The greater nectar bat or greater dawn bat (Eonycteris major) is a species of megabat within the genus Eonycteris. It is found in Brunei, Indonesia, Malaysia, and the Philippines. Its range is limited and includes Luzon to Maripipi in the Philippines and scattered parts of Borneo including Tuaran and Ranau in Sabah; Bau, Kuching and Bintulu in Sarawak.[2][3]

Biology and ecology[edit]

All E. major were mist-netted in sites associated with flowering banana plants (Musa species) found on the edge between primary forest and open or secondary habitats. An individual that was netted and banded at 22:05 on 5 July 1996 was recaptured in another net the following night at 18:50 about 30 m away. This may suggest of stable food resources at the edge or lack of feeding sites elsewhere. The area surrounding Tawau Park is covered oil palm plantations or disturbed habitats. This species usually roosts in caves and hollow trees, but there is little other information on the ecology of this species .[3]

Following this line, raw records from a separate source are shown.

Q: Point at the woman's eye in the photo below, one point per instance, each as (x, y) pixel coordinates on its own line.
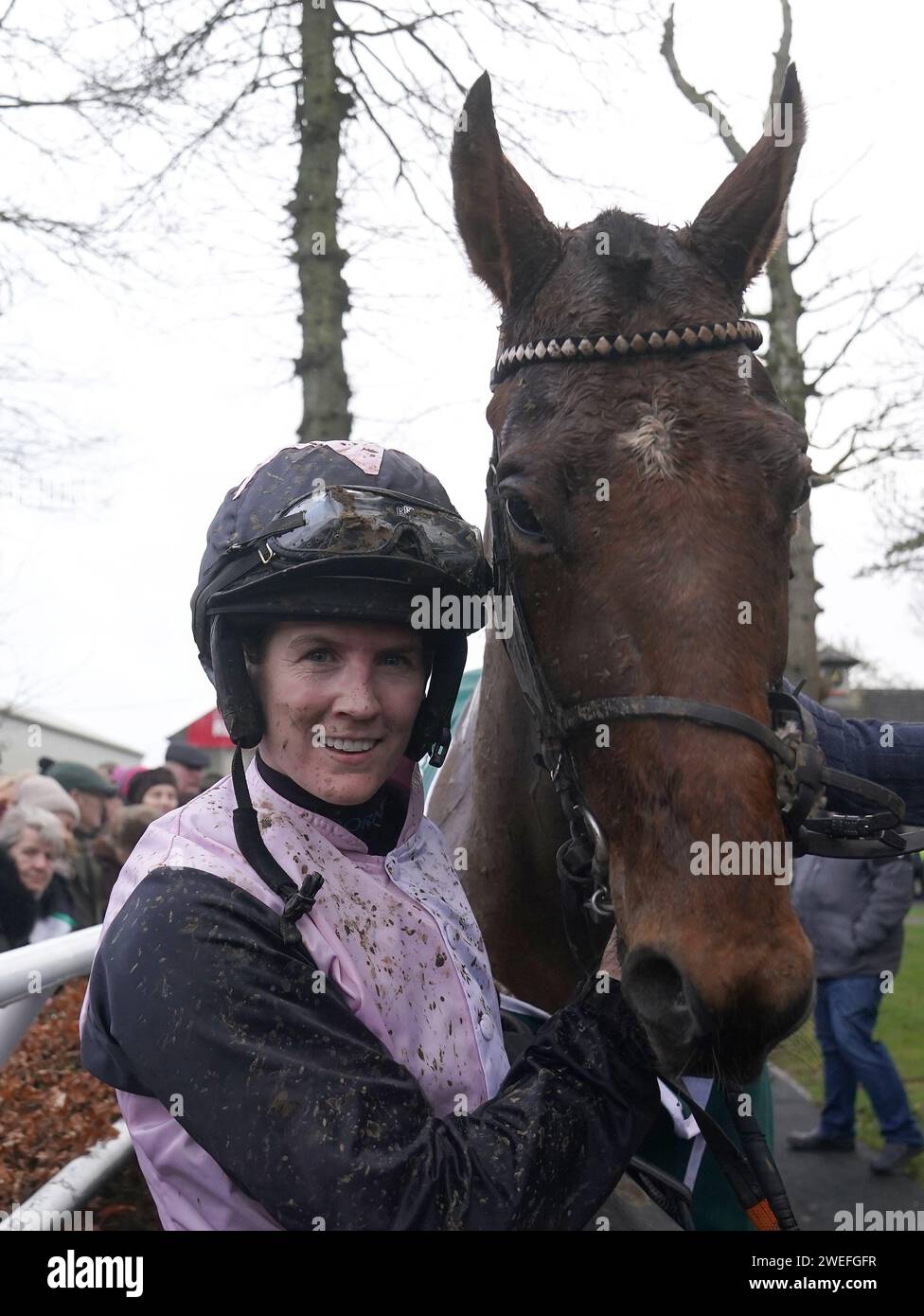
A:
(523, 517)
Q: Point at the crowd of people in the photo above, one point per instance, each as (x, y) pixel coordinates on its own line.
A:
(66, 830)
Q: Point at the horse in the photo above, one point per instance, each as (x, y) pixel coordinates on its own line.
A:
(647, 487)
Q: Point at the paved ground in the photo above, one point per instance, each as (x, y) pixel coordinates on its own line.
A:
(822, 1183)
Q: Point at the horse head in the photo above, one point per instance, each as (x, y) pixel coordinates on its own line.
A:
(649, 506)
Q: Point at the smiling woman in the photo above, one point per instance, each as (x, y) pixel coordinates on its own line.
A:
(299, 934)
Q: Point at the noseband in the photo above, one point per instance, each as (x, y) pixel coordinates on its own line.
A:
(790, 738)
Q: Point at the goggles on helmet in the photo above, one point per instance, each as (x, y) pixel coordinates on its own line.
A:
(370, 522)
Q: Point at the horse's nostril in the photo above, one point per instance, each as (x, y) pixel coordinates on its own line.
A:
(654, 988)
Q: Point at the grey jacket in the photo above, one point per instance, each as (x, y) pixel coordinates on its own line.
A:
(853, 911)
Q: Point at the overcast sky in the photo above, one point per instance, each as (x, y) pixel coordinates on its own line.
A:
(182, 357)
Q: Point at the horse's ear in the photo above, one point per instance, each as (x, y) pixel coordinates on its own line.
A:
(506, 233)
(741, 223)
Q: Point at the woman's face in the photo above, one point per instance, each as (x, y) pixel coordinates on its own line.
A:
(161, 798)
(34, 861)
(340, 699)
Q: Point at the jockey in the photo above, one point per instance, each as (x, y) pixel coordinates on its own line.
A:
(291, 995)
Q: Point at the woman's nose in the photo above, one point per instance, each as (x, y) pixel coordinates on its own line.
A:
(357, 697)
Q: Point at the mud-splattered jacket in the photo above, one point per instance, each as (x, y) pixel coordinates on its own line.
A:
(357, 1080)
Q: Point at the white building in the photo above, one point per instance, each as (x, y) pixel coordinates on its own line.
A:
(27, 735)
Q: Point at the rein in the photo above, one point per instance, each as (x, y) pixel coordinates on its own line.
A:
(791, 739)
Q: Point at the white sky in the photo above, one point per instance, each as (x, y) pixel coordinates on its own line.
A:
(185, 362)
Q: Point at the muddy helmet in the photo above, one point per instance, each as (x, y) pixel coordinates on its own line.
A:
(340, 530)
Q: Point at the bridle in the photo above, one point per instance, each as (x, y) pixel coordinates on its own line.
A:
(790, 738)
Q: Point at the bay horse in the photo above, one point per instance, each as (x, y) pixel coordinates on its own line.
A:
(649, 502)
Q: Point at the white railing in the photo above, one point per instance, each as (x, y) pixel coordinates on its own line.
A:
(27, 977)
(29, 974)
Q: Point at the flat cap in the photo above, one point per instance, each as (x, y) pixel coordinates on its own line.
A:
(78, 776)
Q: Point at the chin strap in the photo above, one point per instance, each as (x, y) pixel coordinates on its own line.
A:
(296, 900)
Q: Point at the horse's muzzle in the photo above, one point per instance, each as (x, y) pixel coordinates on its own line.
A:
(687, 1038)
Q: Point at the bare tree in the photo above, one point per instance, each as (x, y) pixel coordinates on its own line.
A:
(886, 409)
(394, 71)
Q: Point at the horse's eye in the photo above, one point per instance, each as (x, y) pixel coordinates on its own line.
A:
(523, 519)
(803, 498)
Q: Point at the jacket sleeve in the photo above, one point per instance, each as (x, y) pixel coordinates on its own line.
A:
(856, 745)
(194, 994)
(890, 900)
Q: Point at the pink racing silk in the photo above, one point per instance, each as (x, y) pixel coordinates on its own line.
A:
(394, 932)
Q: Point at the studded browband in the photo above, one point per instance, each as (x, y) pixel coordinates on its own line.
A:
(614, 347)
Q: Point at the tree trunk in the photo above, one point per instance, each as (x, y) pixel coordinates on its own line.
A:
(320, 108)
(789, 375)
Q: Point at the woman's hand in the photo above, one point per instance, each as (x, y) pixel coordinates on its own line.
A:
(610, 960)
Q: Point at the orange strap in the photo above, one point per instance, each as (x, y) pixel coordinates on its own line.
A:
(762, 1217)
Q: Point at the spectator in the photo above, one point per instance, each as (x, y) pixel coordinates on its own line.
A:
(133, 822)
(187, 763)
(34, 900)
(44, 792)
(121, 776)
(112, 849)
(90, 791)
(155, 789)
(852, 911)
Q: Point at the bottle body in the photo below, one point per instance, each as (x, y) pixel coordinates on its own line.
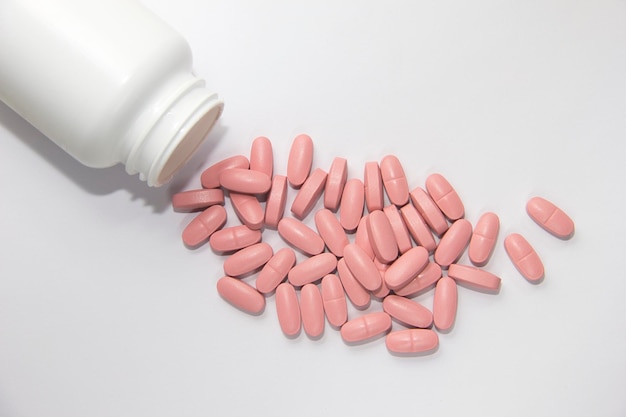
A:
(109, 82)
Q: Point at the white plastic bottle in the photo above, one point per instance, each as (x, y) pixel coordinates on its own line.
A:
(107, 80)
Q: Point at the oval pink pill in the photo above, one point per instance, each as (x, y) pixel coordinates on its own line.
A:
(524, 257)
(445, 196)
(210, 177)
(550, 217)
(288, 309)
(366, 327)
(312, 269)
(445, 303)
(275, 270)
(407, 311)
(484, 239)
(300, 160)
(352, 202)
(300, 236)
(394, 180)
(247, 259)
(203, 225)
(331, 232)
(312, 310)
(412, 341)
(245, 181)
(453, 242)
(241, 295)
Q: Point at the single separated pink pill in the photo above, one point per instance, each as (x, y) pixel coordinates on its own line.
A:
(300, 160)
(331, 231)
(337, 177)
(288, 309)
(245, 181)
(247, 259)
(241, 295)
(550, 217)
(309, 193)
(366, 327)
(301, 236)
(261, 156)
(352, 201)
(445, 303)
(275, 270)
(312, 310)
(412, 341)
(381, 237)
(407, 311)
(524, 257)
(334, 299)
(373, 186)
(394, 180)
(445, 196)
(275, 204)
(203, 225)
(312, 269)
(197, 199)
(453, 242)
(234, 238)
(210, 177)
(484, 239)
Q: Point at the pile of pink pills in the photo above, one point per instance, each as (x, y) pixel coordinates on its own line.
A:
(362, 248)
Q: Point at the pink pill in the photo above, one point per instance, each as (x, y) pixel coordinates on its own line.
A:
(550, 217)
(412, 341)
(334, 299)
(424, 280)
(366, 327)
(358, 295)
(197, 199)
(247, 259)
(418, 228)
(429, 211)
(261, 156)
(203, 225)
(373, 186)
(288, 309)
(300, 236)
(453, 242)
(234, 238)
(381, 237)
(331, 232)
(309, 193)
(484, 239)
(352, 202)
(362, 267)
(312, 310)
(275, 204)
(337, 177)
(445, 303)
(312, 269)
(400, 231)
(406, 268)
(275, 270)
(524, 257)
(445, 196)
(245, 181)
(407, 311)
(474, 277)
(248, 208)
(241, 295)
(210, 177)
(300, 160)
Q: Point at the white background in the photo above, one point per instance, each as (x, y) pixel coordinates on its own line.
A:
(104, 312)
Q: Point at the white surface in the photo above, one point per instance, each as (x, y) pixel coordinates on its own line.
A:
(103, 311)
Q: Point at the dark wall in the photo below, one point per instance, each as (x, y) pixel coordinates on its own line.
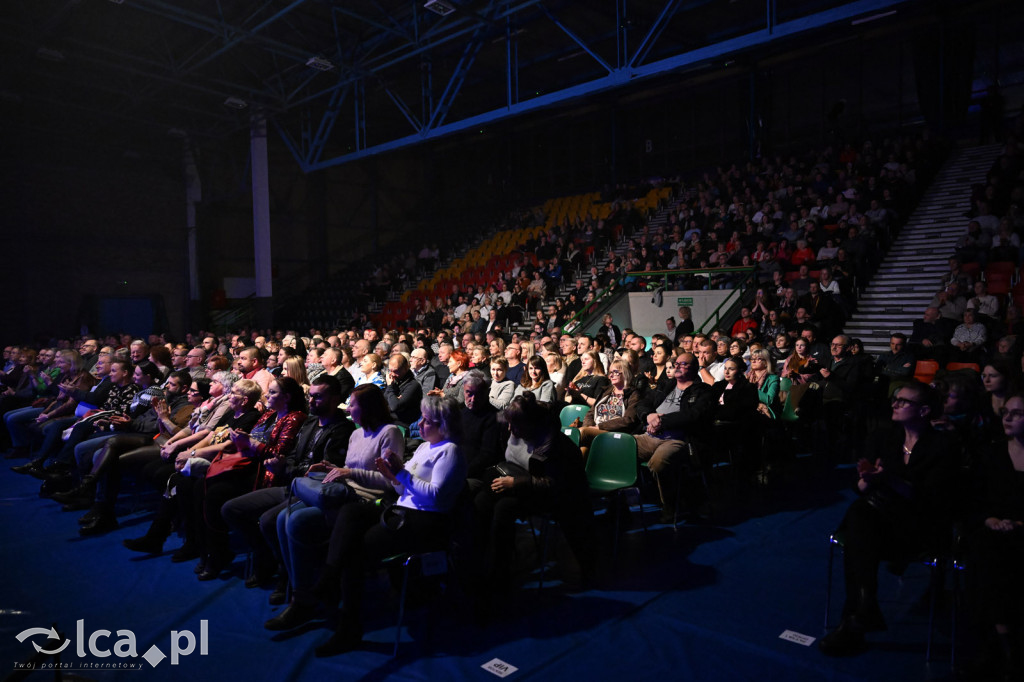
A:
(78, 224)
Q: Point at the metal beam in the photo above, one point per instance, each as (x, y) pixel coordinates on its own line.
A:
(655, 31)
(623, 77)
(577, 39)
(469, 54)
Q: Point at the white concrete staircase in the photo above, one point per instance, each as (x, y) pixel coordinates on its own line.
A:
(910, 273)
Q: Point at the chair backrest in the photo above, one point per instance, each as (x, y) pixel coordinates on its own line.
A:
(788, 413)
(570, 413)
(611, 462)
(953, 367)
(925, 371)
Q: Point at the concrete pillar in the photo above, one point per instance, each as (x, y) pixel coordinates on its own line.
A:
(263, 313)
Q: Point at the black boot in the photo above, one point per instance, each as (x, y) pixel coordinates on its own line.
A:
(16, 453)
(29, 467)
(328, 588)
(153, 541)
(346, 638)
(86, 492)
(1011, 659)
(280, 594)
(294, 615)
(846, 640)
(104, 521)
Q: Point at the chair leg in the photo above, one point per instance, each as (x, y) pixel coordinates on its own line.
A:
(832, 556)
(937, 584)
(545, 531)
(401, 604)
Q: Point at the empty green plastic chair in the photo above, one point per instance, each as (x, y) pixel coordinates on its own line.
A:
(570, 413)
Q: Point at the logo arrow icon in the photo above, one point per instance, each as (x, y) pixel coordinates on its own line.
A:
(50, 634)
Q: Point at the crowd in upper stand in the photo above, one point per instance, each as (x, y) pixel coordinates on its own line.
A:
(294, 440)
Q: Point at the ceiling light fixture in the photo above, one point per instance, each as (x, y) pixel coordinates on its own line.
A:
(49, 54)
(442, 7)
(872, 17)
(320, 64)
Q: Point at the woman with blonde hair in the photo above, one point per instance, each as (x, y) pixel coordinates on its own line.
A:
(589, 383)
(537, 380)
(762, 376)
(615, 409)
(295, 369)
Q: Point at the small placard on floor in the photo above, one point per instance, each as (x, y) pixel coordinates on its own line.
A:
(499, 668)
(792, 636)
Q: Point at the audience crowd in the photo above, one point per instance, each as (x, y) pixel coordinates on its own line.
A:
(330, 451)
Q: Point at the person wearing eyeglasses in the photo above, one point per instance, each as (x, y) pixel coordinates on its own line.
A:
(997, 544)
(679, 417)
(905, 486)
(615, 409)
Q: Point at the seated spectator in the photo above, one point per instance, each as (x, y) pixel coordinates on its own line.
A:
(772, 327)
(297, 533)
(984, 304)
(333, 361)
(898, 363)
(168, 414)
(615, 409)
(803, 255)
(931, 336)
(826, 254)
(502, 388)
(537, 380)
(169, 474)
(903, 509)
(458, 365)
(998, 545)
(678, 418)
(710, 368)
(588, 385)
(969, 339)
(429, 485)
(762, 376)
(370, 371)
(422, 370)
(255, 461)
(744, 323)
(483, 439)
(662, 376)
(735, 397)
(24, 424)
(542, 472)
(781, 348)
(1000, 381)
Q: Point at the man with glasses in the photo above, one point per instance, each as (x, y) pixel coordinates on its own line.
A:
(196, 363)
(681, 417)
(402, 391)
(321, 445)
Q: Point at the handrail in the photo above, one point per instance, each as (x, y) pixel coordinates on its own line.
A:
(715, 314)
(585, 311)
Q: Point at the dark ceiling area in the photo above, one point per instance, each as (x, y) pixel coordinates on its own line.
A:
(342, 79)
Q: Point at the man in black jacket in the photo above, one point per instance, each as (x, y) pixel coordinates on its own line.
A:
(402, 391)
(678, 419)
(324, 437)
(422, 371)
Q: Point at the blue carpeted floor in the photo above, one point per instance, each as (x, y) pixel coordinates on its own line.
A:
(705, 602)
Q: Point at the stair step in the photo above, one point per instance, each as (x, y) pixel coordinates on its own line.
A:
(909, 273)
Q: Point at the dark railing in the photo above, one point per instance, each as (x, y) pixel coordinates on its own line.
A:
(735, 293)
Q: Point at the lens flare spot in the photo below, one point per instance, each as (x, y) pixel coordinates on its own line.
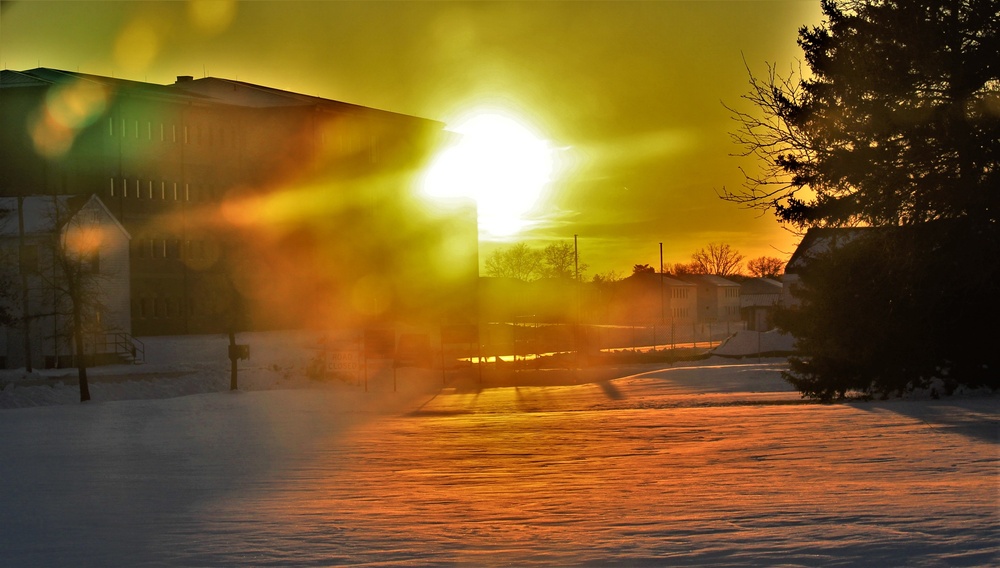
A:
(499, 162)
(67, 110)
(372, 295)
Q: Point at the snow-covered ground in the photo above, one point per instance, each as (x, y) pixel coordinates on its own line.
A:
(716, 463)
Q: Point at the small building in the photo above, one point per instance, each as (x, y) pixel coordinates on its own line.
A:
(52, 248)
(718, 299)
(758, 299)
(816, 241)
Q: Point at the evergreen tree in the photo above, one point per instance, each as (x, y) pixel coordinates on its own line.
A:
(897, 127)
(897, 123)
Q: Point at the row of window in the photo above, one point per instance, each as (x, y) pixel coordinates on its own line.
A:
(161, 308)
(169, 248)
(172, 133)
(163, 190)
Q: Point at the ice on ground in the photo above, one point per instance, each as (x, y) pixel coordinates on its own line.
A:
(718, 463)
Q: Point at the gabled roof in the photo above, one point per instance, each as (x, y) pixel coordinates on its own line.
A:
(212, 90)
(241, 93)
(819, 240)
(45, 77)
(759, 292)
(45, 214)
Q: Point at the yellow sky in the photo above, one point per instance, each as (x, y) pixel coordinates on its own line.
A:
(629, 95)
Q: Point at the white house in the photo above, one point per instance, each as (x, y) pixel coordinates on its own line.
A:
(52, 248)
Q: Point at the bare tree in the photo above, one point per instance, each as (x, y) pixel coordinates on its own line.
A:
(719, 259)
(643, 269)
(517, 261)
(765, 266)
(683, 268)
(560, 260)
(75, 280)
(608, 277)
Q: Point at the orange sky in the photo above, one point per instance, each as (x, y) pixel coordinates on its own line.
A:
(630, 95)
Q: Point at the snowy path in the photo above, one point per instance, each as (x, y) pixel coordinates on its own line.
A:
(709, 466)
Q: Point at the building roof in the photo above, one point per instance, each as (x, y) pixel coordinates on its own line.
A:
(241, 93)
(206, 90)
(44, 214)
(45, 77)
(819, 240)
(707, 279)
(759, 292)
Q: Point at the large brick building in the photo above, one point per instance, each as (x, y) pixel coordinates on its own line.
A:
(246, 202)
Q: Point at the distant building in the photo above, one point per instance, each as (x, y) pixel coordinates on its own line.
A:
(815, 242)
(248, 206)
(758, 299)
(718, 298)
(38, 234)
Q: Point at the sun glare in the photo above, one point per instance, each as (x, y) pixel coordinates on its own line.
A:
(499, 162)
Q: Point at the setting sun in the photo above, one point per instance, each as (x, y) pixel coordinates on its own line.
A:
(500, 163)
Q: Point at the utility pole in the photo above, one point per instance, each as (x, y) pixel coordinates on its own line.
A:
(22, 266)
(662, 307)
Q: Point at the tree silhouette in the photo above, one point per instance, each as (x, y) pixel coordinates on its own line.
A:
(518, 261)
(765, 266)
(719, 259)
(897, 122)
(897, 127)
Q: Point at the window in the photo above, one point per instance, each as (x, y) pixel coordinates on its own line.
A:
(29, 259)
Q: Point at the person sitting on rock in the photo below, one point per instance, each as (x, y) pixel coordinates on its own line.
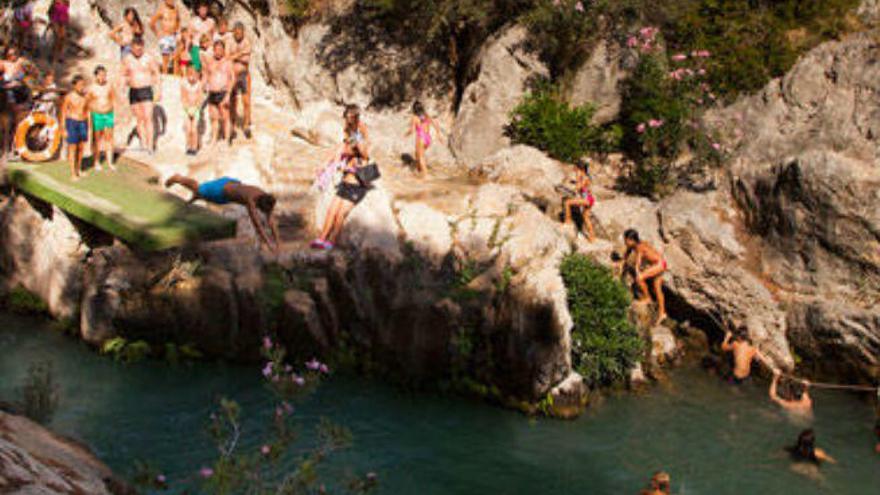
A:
(657, 266)
(661, 484)
(795, 396)
(349, 192)
(744, 354)
(583, 198)
(228, 190)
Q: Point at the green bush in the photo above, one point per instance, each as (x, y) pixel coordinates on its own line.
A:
(605, 345)
(545, 121)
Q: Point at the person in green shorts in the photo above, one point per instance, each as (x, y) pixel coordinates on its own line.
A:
(100, 103)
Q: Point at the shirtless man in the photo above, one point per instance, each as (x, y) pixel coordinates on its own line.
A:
(167, 17)
(227, 190)
(744, 354)
(141, 73)
(797, 400)
(646, 254)
(192, 96)
(220, 78)
(100, 100)
(240, 54)
(75, 115)
(201, 23)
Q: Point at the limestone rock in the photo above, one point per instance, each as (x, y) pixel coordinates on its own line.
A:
(526, 168)
(427, 229)
(34, 460)
(505, 67)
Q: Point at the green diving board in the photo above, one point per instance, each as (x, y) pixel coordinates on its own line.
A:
(128, 204)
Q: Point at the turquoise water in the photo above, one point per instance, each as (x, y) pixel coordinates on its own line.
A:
(712, 438)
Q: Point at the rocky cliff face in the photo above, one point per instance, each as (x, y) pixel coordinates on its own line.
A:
(34, 460)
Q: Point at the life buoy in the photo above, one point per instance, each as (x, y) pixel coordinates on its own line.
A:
(49, 132)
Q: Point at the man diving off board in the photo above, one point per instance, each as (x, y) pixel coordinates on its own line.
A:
(228, 190)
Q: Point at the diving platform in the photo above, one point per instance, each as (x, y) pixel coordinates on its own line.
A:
(129, 204)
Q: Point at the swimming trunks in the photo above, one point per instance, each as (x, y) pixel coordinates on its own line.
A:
(240, 83)
(213, 191)
(140, 95)
(195, 56)
(77, 131)
(423, 132)
(167, 44)
(194, 113)
(216, 97)
(59, 13)
(102, 121)
(351, 192)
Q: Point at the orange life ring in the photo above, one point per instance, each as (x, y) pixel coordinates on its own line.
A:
(53, 137)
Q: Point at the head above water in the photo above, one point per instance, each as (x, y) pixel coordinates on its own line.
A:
(661, 481)
(631, 237)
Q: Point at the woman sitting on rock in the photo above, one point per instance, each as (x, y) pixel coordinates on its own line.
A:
(583, 198)
(350, 191)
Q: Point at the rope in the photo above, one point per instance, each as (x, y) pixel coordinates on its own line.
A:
(836, 386)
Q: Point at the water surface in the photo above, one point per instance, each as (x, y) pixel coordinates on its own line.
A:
(712, 438)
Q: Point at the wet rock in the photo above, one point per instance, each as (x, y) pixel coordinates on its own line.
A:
(505, 68)
(35, 460)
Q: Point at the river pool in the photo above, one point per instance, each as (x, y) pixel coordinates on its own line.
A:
(713, 438)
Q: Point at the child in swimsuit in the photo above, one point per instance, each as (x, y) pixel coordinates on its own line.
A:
(584, 199)
(420, 125)
(645, 253)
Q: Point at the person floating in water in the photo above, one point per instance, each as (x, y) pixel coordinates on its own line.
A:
(805, 450)
(656, 267)
(74, 114)
(228, 190)
(744, 354)
(795, 397)
(421, 125)
(661, 484)
(584, 198)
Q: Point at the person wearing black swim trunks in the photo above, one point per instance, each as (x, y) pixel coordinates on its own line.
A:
(220, 78)
(141, 74)
(350, 192)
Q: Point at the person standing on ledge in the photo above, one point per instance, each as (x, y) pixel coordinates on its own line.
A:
(228, 190)
(74, 114)
(141, 72)
(100, 99)
(167, 16)
(744, 354)
(657, 266)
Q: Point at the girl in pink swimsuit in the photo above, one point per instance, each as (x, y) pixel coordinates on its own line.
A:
(420, 125)
(59, 15)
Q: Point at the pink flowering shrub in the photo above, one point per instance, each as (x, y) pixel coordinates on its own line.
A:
(661, 112)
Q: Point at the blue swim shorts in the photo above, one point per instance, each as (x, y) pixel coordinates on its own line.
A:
(212, 191)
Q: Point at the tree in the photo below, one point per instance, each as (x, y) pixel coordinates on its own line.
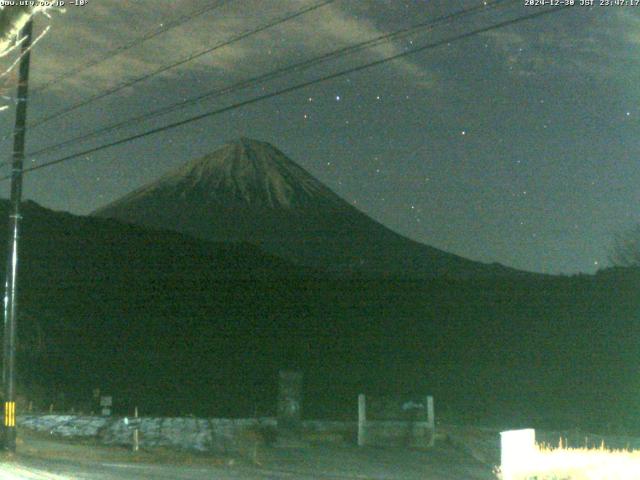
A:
(626, 248)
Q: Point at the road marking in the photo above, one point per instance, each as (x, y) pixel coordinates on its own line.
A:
(14, 472)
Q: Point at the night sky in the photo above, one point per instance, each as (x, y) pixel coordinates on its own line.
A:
(519, 145)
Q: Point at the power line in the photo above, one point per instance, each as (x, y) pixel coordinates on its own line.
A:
(295, 87)
(182, 61)
(274, 74)
(164, 27)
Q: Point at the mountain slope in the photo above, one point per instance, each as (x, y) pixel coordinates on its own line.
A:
(249, 191)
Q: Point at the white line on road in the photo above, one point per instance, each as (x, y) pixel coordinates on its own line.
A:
(13, 472)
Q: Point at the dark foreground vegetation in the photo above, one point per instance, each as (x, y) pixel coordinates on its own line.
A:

External measurements[edit]

At Tawau Hills in Sabah, a female was pregnant with a forearm length (FA) of 80.5 mm and weighing 103 grams (3.6 oz), the other female with FA 81.24 mm and weighing 94 grams (3.3 oz) while another was lactating female with FA 78.46 mm and weighing 87.5 grams (3.09 oz). The measurements are consistent with those reported previously .[3]

References[edit]

  1. ^ P. Bates, S. Bumrungsri, C. Francis, M. Gumal & U. Sinaga (2008). "Eonycteris major". IUCN Red List of Threatened Species. Version 2009.2. International Union for Conservation of Nature. Retrieved February 2, 2010. 
  2. ^ S. P. Mickleburgh, A. M. Hutson & P. A. Racey (1992). Old world fruit bats: an action plan for their conservation. Gland, Switzerland: International Union for Conservation of Nature. 
  3. ^ a b c J. Payne, C. M. Francis & K. Phillipps (1985). A field guide to the mammals of Borneo. Kota Kinabalu, Sabah: The Sabah Society. ISBN 978-967-99947-1-1.